When a studio does a Kickstarter, they're obligated to fulfill a bunch of goals and stretch-goals and donor rewards, even if some of those goals are things no one really wants or asked for, and are pretty much nonsense (such as letting donors voice-act character mumbles). That takes time away from the core of what they're really doing. For example, the orchestral score Playtonic promised for Yooka-Laylee still never happened, and Playtonic told backers that it'd be added post-release. Hasn't happened, but hey, now they've made a whole new game since then.

A lot of the problems with Yooka-Laylee at launch were along the themes that it felt uninspired and it was riddled with many technical difficulties. This time, Yooka-Laylee and the Impossible Lair is not only a simpler project (a whole dimension less than before), but it has a central game design focus other than “be Banjo-Kazooie with new characters”: the titular impossible lair. It's like a platformer version of immediately storming Hyrule Castle in The Legend of Zelda: Breath of the Wild. It's a super-difficult and long final area.

You're meant to explore all the other levels in the game and recruit Beettalions to your cause, which are basically the Centurions from Kid Icarus that take a hit for you. If you complete all the levels and THEN tackle the Impossible Lair, you have a lot more health points than just one, and it suddenly becomes quite possible. Along the way, there's still a lot of interesting collectibles, and an expansive overworld that connects all the levels together that has its own collectibles and puzzles, similar to one of the The Legend of Zelda games that actually has an interesting overworld.

Playtonic brought more than just the characters from the first Yooka-Laylee to this new game, but also some concepts like character-property-altering Tonics; as well as level State Changes, which, based on your overworld activities, may do things like freeze a waterfall, cause an updraft throughout a level, and more. These aren't new concepts to the genre (think Mega Man X and how completing certain levels will greatly impact subsequent levels, like causing intermittent black-outs in Spark Mandrill's stage after beating Storm Eagle's), but they did make Yooka-Laylee stand out a bit and it's good those concepts carry over to Yooka-Laylee and the Impossible Lair.

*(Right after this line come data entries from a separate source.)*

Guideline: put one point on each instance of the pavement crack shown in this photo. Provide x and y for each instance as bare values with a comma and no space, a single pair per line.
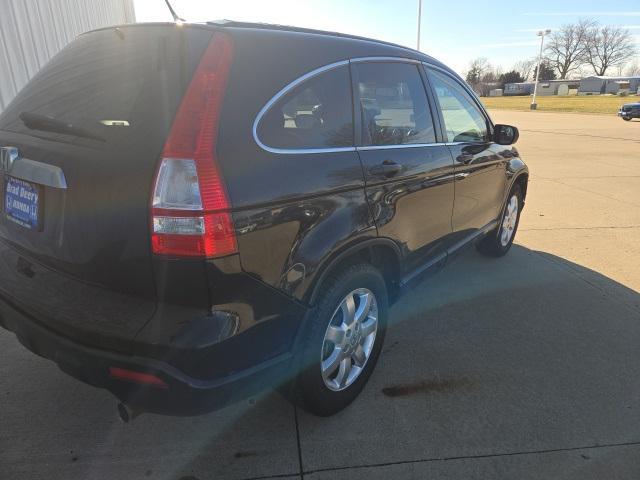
475,457
295,416
571,134
601,227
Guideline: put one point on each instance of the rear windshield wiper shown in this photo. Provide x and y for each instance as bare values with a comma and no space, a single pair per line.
35,121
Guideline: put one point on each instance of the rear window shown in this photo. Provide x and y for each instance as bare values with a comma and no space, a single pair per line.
107,84
316,114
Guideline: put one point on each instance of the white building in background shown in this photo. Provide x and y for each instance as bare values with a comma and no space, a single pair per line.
33,31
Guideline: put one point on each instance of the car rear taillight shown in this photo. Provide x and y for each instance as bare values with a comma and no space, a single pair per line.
190,209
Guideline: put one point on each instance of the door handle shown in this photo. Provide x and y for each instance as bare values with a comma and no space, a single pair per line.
465,158
388,168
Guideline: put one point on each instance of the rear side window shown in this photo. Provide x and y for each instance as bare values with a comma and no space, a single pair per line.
315,114
463,120
393,105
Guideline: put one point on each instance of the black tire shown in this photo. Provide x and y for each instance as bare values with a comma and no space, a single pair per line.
491,244
309,390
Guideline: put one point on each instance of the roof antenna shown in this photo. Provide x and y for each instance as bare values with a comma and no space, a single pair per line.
175,16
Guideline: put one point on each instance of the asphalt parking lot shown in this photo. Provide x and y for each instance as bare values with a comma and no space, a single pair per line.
525,367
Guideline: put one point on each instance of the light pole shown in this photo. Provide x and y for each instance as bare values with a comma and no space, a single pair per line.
419,19
541,34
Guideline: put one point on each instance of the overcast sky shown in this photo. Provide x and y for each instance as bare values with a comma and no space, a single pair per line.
454,31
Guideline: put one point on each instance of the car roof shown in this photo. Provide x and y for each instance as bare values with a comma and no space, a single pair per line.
399,49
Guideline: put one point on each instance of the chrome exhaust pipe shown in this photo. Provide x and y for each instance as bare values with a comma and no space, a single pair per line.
126,413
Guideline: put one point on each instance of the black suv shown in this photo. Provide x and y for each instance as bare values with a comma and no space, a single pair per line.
629,111
195,212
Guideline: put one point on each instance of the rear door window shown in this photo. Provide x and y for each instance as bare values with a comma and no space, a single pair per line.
317,113
393,104
463,120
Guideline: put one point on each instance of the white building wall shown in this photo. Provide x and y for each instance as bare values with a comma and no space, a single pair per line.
33,31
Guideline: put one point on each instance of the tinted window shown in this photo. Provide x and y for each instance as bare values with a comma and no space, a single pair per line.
464,122
393,104
316,114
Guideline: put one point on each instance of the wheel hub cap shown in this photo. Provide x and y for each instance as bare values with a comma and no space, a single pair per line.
349,339
509,221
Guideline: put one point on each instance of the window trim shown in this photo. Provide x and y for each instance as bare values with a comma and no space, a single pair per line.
283,92
429,66
355,148
357,108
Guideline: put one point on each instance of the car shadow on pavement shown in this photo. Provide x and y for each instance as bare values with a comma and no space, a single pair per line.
489,357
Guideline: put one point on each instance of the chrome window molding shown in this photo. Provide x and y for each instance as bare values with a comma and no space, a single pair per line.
283,92
400,145
318,71
466,87
385,59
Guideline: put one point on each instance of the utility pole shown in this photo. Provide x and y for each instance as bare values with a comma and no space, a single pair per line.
541,34
419,21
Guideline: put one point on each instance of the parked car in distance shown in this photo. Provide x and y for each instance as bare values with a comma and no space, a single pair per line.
196,212
629,111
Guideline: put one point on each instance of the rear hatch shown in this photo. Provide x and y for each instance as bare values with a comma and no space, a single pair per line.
75,224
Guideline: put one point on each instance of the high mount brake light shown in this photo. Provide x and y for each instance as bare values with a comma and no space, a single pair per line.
190,209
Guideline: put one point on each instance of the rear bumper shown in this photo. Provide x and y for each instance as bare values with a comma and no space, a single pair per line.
183,395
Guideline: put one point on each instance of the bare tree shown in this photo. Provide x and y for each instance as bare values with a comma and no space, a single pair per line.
633,69
478,68
607,47
567,46
526,67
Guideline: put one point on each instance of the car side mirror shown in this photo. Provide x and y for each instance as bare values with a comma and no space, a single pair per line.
505,134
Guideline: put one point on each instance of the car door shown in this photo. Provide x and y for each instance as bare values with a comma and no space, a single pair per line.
480,164
408,174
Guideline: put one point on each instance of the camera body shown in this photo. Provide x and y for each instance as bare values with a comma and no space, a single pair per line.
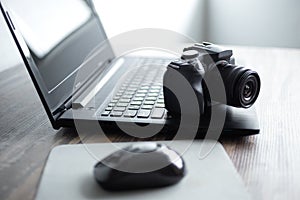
203,66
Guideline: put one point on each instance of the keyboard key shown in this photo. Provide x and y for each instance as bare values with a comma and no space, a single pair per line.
149,102
153,94
147,107
125,100
122,104
156,87
160,101
127,96
145,87
154,91
158,113
150,98
142,91
160,105
111,104
119,108
130,113
143,113
116,114
129,93
140,95
117,97
134,107
108,109
138,99
138,103
105,113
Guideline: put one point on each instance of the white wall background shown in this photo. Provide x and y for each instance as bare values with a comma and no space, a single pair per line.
238,22
254,22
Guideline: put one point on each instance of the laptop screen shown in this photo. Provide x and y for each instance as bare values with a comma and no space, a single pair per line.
59,35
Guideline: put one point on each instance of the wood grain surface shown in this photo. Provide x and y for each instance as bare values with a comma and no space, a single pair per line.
268,163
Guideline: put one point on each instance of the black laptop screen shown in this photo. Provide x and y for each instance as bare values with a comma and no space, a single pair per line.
59,34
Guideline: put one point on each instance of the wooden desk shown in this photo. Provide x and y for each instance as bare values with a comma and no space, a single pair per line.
269,162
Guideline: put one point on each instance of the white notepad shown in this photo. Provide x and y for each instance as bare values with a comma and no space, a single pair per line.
68,175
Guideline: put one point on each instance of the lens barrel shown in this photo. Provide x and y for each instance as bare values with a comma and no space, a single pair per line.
242,85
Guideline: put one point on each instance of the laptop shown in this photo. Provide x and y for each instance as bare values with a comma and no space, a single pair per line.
57,39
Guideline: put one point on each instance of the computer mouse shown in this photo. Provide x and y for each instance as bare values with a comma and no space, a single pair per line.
139,166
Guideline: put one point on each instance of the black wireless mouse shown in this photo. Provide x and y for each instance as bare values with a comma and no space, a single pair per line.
138,166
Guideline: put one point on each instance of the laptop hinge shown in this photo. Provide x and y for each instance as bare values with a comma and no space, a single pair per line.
68,103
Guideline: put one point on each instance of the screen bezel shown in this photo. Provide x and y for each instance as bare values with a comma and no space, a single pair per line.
53,102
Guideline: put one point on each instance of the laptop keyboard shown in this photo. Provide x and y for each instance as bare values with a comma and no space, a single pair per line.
141,94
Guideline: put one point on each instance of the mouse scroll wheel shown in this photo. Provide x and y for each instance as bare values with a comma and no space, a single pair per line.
190,54
143,148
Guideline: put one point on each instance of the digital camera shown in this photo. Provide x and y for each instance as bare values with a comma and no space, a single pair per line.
203,65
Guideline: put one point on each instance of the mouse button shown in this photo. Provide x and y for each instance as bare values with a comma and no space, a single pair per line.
115,158
143,147
173,157
145,162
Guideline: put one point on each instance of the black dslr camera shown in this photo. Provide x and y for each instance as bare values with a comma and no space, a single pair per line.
201,65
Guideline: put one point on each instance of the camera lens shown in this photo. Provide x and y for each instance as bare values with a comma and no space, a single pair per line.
242,85
249,90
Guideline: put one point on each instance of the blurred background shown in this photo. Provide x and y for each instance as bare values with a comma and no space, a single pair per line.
265,23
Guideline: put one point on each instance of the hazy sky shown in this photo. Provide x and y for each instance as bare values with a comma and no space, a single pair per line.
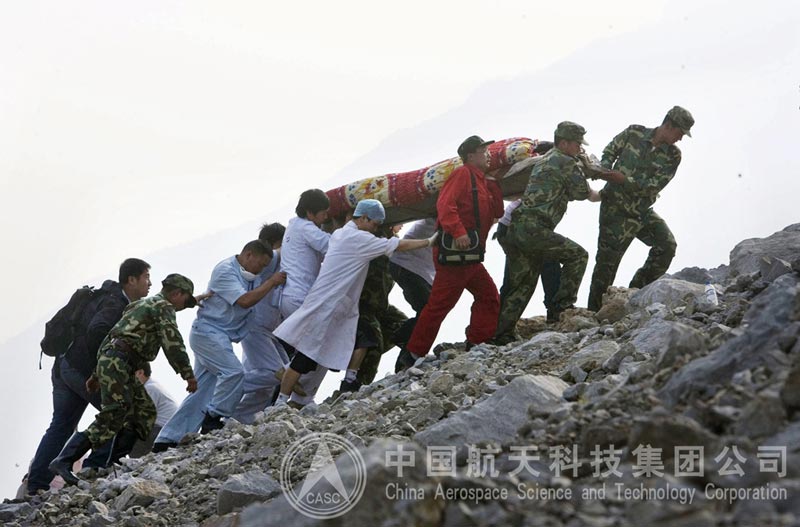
136,129
131,127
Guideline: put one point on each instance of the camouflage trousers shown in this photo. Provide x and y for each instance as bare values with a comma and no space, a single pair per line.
617,231
527,247
381,327
125,402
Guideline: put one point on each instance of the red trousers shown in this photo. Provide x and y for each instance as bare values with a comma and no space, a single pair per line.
448,284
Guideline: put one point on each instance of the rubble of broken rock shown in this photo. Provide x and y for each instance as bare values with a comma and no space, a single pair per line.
655,369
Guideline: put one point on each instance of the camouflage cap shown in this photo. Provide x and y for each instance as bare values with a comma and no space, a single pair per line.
682,119
182,283
471,144
571,132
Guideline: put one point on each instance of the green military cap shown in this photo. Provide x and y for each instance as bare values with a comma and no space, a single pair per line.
681,118
182,283
571,132
471,144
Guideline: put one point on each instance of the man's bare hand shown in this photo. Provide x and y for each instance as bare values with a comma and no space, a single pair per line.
92,384
278,278
462,242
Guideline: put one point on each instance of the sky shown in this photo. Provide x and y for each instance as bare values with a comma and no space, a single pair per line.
171,130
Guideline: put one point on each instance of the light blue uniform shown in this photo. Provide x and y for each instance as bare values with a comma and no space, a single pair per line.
220,375
263,354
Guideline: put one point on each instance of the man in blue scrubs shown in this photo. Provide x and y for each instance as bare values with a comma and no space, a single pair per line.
222,319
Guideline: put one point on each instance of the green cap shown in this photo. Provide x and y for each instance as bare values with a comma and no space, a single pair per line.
182,283
681,118
471,144
571,132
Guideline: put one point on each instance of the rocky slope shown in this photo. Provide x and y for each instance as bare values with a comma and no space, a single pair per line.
617,396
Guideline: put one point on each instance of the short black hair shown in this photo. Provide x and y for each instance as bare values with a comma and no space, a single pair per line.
313,201
271,233
258,247
132,267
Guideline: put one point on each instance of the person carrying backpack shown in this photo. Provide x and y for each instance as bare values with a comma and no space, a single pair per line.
73,366
127,412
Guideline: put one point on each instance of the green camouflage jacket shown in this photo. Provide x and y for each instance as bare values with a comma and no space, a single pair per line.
554,182
647,169
147,325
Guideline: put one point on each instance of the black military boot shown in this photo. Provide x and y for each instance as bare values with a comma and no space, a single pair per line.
75,448
123,444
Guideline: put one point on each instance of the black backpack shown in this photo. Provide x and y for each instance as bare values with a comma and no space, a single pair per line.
60,331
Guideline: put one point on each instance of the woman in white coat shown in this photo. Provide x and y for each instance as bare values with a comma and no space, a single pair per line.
323,330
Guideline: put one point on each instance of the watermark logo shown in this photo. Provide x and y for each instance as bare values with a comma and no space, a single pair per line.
324,493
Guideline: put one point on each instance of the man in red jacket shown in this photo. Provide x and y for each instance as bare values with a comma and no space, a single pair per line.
456,216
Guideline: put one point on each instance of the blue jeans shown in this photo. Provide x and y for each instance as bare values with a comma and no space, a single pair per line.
70,399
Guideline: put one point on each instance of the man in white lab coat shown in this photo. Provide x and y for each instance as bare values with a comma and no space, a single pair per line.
323,330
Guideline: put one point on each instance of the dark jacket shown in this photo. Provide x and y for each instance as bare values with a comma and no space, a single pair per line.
96,321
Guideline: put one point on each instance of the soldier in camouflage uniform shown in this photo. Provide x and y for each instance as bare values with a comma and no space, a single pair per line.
648,158
377,320
127,411
530,238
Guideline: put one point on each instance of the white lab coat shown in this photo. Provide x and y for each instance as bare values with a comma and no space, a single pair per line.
324,328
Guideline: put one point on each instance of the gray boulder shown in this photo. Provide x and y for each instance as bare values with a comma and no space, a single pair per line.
790,393
772,268
668,291
13,511
667,340
763,416
768,318
498,417
243,489
746,256
141,492
667,431
593,356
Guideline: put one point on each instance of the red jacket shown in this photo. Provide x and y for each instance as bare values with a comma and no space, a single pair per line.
454,206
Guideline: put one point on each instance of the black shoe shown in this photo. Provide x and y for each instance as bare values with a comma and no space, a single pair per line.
350,386
211,423
75,448
123,444
163,446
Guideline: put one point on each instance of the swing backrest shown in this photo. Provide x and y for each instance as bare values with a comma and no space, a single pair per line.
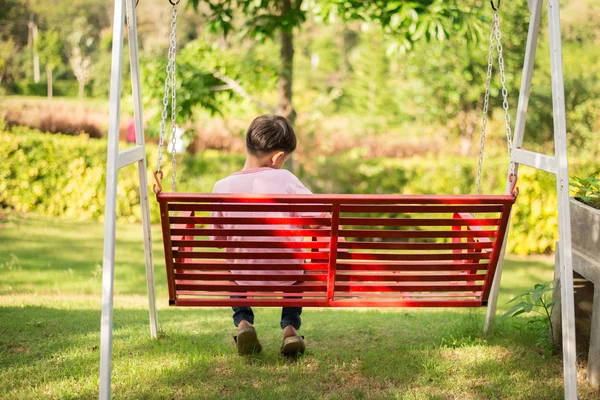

Yooka-Laylee and the Impossible Lair Donkey Kong Country barrel cannons
A moving barrel cannon to shoot your characters up and collect items on your rising arc until you fall down and land back in the cannon?
Very Donkey Kong Country of them. And there's stuff like vine physics and rolling attacks too.

Remember, Playtonic is made up of former Rare Ltd. folks that made Donkey Kong Country. They know how to make 2D platformers. ...Yes, they also made Banjo-Kazooie and know how to make 3D platformers but produced Yooka-Laylee, but based on the reviews, Playtonic learned their lesson and learned how to focus and not behave like a ragtag indie company.

You could consider it an evolved Donkey Kong Country, and that's pretty promising.


Ludwig didn't intend this article to act as an advertisement or endorsement for Yooka-Laylee and the Impossible Lair. He just wanted it to serve as a big contrast versus the release article for Yooka-Laylee, which was mostly critical of the release and blamed the Kickstarter and Playtonic being an indie company without oversight or quality assurance. He doesn't know about what kind of internal structural changes happened with Playtonic, but he figures they'd naturally get better their next time around.


Ludwig pretty much doesn't enjoy Yooka-Laylee and the Impossible Lair after playing its demo.

2 comments :

  1. I passed on the first game, but I might actually consider picking this one up down the line. The E3 gameplay footage exceeded my expectations for what this franchise could offer. The DKC games are my favorite platformer series available, so if The Impossible Lair can replicate the controls and level designs, I'll be glad to support Playtonic.

    ReplyDelete
    Replies
    1. Even I might.

      ...After I get through everything I said I'd do first.